Birth of a Nation, Part II

Okay, having seen the second half of "Birth of a Nation" I can understand where all the controversy comes from! Basically, it's a recruiting ad for the KKK. If you were a viewer who didn't have any understanding of history, you'd see these hooded vigilantes as pursuers of justice and law and order who provide some relief and ultimately national unity at a time when cruel, corrupt conquerors--most of whom happen to be black!--are letting loose their depradations on a beaten people.

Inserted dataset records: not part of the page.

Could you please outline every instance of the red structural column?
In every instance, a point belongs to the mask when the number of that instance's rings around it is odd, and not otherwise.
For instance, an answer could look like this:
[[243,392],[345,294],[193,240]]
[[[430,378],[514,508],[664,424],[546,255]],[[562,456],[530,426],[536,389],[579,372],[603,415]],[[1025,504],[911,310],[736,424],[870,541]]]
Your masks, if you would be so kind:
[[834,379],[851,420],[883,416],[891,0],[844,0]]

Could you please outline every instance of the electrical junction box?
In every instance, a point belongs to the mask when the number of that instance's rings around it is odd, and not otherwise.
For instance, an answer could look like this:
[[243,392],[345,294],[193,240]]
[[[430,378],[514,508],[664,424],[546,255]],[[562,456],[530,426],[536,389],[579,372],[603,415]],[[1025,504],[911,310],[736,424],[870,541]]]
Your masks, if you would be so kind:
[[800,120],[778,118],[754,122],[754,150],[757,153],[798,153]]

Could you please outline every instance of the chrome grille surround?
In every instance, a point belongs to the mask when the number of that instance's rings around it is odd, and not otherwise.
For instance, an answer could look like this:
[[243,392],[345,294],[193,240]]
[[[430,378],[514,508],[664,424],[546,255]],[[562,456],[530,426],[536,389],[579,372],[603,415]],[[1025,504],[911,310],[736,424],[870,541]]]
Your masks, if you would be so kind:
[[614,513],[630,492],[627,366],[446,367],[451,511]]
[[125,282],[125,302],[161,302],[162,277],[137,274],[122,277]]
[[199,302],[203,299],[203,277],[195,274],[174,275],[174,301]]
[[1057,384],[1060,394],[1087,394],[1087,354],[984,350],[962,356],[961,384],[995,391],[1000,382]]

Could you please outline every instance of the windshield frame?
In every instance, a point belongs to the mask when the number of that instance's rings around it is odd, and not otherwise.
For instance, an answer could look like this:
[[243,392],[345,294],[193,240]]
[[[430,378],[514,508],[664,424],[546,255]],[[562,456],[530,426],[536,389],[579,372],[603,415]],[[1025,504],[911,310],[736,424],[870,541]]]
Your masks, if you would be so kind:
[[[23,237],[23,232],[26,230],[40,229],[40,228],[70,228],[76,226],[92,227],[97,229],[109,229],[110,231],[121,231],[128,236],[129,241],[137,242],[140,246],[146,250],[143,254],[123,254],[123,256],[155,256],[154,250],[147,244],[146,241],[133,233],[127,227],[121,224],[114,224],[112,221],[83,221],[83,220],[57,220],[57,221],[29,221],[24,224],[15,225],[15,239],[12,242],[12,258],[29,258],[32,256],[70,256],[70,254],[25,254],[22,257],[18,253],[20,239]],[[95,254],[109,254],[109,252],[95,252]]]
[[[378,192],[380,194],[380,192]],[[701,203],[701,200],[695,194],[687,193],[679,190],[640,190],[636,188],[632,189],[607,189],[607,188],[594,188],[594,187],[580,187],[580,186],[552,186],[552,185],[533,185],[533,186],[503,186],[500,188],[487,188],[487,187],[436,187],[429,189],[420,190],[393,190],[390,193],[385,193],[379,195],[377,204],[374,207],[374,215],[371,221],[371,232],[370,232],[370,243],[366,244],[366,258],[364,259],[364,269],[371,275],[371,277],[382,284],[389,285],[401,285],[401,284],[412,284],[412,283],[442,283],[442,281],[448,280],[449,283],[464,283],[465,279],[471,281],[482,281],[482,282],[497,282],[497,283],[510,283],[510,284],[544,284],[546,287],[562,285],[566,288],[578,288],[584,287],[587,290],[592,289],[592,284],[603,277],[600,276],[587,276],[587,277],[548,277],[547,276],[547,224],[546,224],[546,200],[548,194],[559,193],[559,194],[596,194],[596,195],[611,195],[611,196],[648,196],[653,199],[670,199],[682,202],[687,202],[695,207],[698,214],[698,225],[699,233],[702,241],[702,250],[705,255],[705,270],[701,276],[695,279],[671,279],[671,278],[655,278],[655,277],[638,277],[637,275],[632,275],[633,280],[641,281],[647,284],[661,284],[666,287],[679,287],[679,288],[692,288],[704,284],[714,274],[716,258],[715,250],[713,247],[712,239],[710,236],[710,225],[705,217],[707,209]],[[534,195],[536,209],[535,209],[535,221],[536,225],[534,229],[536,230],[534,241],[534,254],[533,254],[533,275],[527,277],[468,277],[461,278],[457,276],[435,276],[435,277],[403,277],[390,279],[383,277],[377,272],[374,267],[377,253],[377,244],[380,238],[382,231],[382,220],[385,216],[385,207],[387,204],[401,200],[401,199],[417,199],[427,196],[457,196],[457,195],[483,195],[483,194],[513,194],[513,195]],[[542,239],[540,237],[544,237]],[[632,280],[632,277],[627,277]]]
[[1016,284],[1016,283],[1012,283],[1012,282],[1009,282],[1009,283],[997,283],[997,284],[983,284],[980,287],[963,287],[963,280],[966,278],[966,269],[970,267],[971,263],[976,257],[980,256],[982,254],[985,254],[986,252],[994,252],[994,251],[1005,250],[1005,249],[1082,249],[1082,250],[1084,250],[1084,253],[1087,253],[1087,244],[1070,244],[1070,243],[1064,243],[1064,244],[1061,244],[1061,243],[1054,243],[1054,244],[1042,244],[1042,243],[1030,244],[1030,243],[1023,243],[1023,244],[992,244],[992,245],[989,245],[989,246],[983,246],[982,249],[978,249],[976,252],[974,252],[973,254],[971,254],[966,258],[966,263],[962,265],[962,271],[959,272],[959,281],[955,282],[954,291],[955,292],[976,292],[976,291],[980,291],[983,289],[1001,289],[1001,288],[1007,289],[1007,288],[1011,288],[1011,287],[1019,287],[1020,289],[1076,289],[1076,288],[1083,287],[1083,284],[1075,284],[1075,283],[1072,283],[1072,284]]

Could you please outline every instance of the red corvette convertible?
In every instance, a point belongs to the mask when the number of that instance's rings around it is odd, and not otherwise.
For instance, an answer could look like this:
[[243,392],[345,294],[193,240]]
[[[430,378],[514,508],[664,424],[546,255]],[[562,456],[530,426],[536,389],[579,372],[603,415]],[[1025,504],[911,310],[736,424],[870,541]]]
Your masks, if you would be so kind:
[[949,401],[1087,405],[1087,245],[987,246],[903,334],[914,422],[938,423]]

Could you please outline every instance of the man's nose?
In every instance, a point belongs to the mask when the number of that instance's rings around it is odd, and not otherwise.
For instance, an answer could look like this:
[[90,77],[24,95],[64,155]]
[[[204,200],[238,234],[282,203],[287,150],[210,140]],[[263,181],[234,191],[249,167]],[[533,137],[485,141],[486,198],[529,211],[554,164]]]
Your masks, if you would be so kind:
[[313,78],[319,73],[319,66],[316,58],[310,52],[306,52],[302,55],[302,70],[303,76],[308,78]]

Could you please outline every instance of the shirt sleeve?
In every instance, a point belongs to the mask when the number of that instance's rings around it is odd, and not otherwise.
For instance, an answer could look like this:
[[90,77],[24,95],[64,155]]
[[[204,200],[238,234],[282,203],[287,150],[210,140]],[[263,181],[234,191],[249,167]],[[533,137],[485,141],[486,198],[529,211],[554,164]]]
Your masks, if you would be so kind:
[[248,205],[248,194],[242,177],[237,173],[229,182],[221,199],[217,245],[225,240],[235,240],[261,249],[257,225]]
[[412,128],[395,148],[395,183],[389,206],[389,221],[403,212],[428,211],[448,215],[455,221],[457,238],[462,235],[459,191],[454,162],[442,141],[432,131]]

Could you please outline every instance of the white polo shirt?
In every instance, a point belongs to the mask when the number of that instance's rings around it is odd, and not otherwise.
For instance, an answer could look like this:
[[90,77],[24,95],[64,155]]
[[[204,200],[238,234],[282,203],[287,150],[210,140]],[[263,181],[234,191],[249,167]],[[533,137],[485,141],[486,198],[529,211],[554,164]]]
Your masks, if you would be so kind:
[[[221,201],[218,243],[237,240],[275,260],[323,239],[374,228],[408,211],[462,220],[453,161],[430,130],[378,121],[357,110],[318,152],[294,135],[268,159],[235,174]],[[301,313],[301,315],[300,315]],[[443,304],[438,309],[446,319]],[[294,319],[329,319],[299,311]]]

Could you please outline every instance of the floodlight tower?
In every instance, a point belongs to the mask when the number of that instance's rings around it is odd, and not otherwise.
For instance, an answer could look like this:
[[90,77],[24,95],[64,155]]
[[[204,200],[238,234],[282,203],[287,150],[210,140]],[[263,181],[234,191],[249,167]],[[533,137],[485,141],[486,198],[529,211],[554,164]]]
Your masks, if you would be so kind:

Through the film, the focus is on the friendship of two sets of sons and daughters. The Stonehams are the progeny of a powerful Northern abolitionist Congressman based on Thaddeus Stevens, and the Camerons are the sons and daughters of a doctor and plantation owner in South Carolina. The respective sons are good chums, and are also romancing their friends' sisters--a truly intertwined relationship. (Question--is it incestuous to date someone if their sibling marries yours? Or just "incestuous-in-law"?) The war tears the families apart, though the two sets of sons do meet on the battlefield and treat one another with honor--the younger sons dying together and embracing in death, the older sons surviving while fighting in the final clash. The older sons and their sisters wind up back in South Carolina during Reconstruction (the Stoneham father has moved his family there to improve his health in the warmer weather, and also to more clearly manage Reconstruction) and in the meantime an evil mullato henchman (named "Lynch", ironically enough) of the Stoneham father is seizing power by using the newly freed blacks and carpetbaggers. Ultimately, Lynch has designs on the Stoneham daughter (who is engaged to the Cameron son) and Cameron and his Klansman buddies ride into town to save the day.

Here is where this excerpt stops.